Furthermore, marriage as it’s supposed to be, points to what our relationship with God is supposed to be. I believe that this theology lived out, over the long haul, can feed romance in a marriage because marriage is a pointer to God. So while we are far from perfect, it tells us that there’s a lot more to come and motivates me to discover it, to pursue it, to seek the wonder of it all at all costs in the life of my spouse. So while the freshness of new love may be absent after ten or twenty or thirty years of marriage, the challenge to love deeply, and plumb the depths of another person’s soul can always be fresh to the brave soul who wants that kind of joy. It will take a little work, and creativity, but it can happen. And, that is motivated by the future reality of Christ’s kingdom—the ultimate marriage. It’s thought provoking.
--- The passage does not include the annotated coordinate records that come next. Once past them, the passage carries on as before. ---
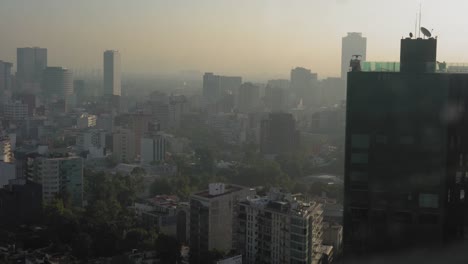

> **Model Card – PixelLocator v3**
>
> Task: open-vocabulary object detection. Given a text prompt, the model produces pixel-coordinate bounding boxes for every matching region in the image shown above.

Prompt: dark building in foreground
[344,35,468,263]
[0,179,42,226]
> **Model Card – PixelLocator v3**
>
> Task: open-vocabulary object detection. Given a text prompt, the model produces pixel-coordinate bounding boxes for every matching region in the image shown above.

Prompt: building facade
[190,183,255,263]
[16,47,47,83]
[3,101,29,121]
[104,50,122,96]
[341,32,367,81]
[237,190,323,264]
[140,134,169,164]
[42,67,73,102]
[112,128,136,163]
[33,157,83,207]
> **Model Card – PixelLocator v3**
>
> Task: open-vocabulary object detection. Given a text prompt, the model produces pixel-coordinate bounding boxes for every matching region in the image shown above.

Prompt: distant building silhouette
[341,32,367,81]
[190,183,255,264]
[203,72,242,112]
[16,47,47,83]
[236,190,323,264]
[265,79,291,112]
[344,35,468,263]
[237,83,260,113]
[42,67,73,99]
[104,50,122,96]
[0,60,13,105]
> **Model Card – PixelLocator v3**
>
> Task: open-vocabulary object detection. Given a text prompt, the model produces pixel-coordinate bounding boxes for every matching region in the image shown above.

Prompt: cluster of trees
[150,145,339,199]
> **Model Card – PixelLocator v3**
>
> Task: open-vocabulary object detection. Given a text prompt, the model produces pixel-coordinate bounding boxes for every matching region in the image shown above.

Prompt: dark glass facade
[344,39,468,257]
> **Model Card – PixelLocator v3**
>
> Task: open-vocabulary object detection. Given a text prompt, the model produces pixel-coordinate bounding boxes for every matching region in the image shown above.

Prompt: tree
[72,232,93,261]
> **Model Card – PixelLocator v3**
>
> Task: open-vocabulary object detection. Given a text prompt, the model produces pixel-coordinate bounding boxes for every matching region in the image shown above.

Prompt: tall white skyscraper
[104,50,121,96]
[341,32,367,80]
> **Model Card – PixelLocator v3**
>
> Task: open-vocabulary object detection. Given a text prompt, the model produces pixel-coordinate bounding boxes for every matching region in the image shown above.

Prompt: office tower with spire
[341,32,367,80]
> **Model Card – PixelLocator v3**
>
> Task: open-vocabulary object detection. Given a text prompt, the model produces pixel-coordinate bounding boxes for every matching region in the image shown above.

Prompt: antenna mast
[418,3,422,38]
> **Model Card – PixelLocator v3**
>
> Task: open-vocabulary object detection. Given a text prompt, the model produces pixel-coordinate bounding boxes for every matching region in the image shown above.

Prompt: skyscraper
[190,183,255,264]
[16,47,47,83]
[104,50,121,96]
[260,113,299,155]
[343,35,468,262]
[42,67,73,101]
[203,72,242,108]
[237,83,260,113]
[291,67,319,106]
[33,157,83,207]
[341,32,367,81]
[236,189,323,264]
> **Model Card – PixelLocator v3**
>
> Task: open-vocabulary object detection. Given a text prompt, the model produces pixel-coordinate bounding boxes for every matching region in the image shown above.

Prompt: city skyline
[0,0,468,79]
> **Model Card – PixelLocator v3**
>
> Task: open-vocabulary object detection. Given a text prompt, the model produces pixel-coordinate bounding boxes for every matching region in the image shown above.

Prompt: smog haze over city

Here’s some things to create romance in a marriage. This will also work on the development of deep friendships that need not have all the bells and whistles of a marriage:
1. Look for the fresh and the new. To plumb the depths of another person’s soul and personality will always be new. There’s just too much there. Look for it.
2. Be others absorbed, not self absorbed. This means you treat “the other” as primary, not secondary, in your life.
3. Laugh a lot. Look for the humor in the relationship and celebrate it.
4. Be generous with praise and gratitude. No one likes to be critisized all the time. There’s not a person on the planet who is perfect or doesn’t struggle with things. Overlook it. Be forbearing and forgiving.
5. Celebrate the past but look forward to, and plan for, the future. You can’t live in the past but you can celebrate the joy and beauty of the past! My experience is that when people just live in the past, its like an anchor around their present and future relationships.
6. Own your stuff. Be aware of your issues and work on them. Quit blaming your stuff on others. Really! Stop it. It will kill a marriage or a friendship.
7. Get creative and try to surprise people. I’ve been able to do this over the course of my marriage and frankly, even as a young man I did it in dating relationships and even just ordinary friendships. Planning surprise outings, vacations, and get togethers that are creative is a lot of fun and builds deeply into a friendship. For the life of me, I don’t know why people don’t do this more.
8. Keep your promises. If you say, “Hey, I’ll call you.” Then call. If you promise to do work around the house, do it. Integrity goes a long way towards building a marriage and a friendship.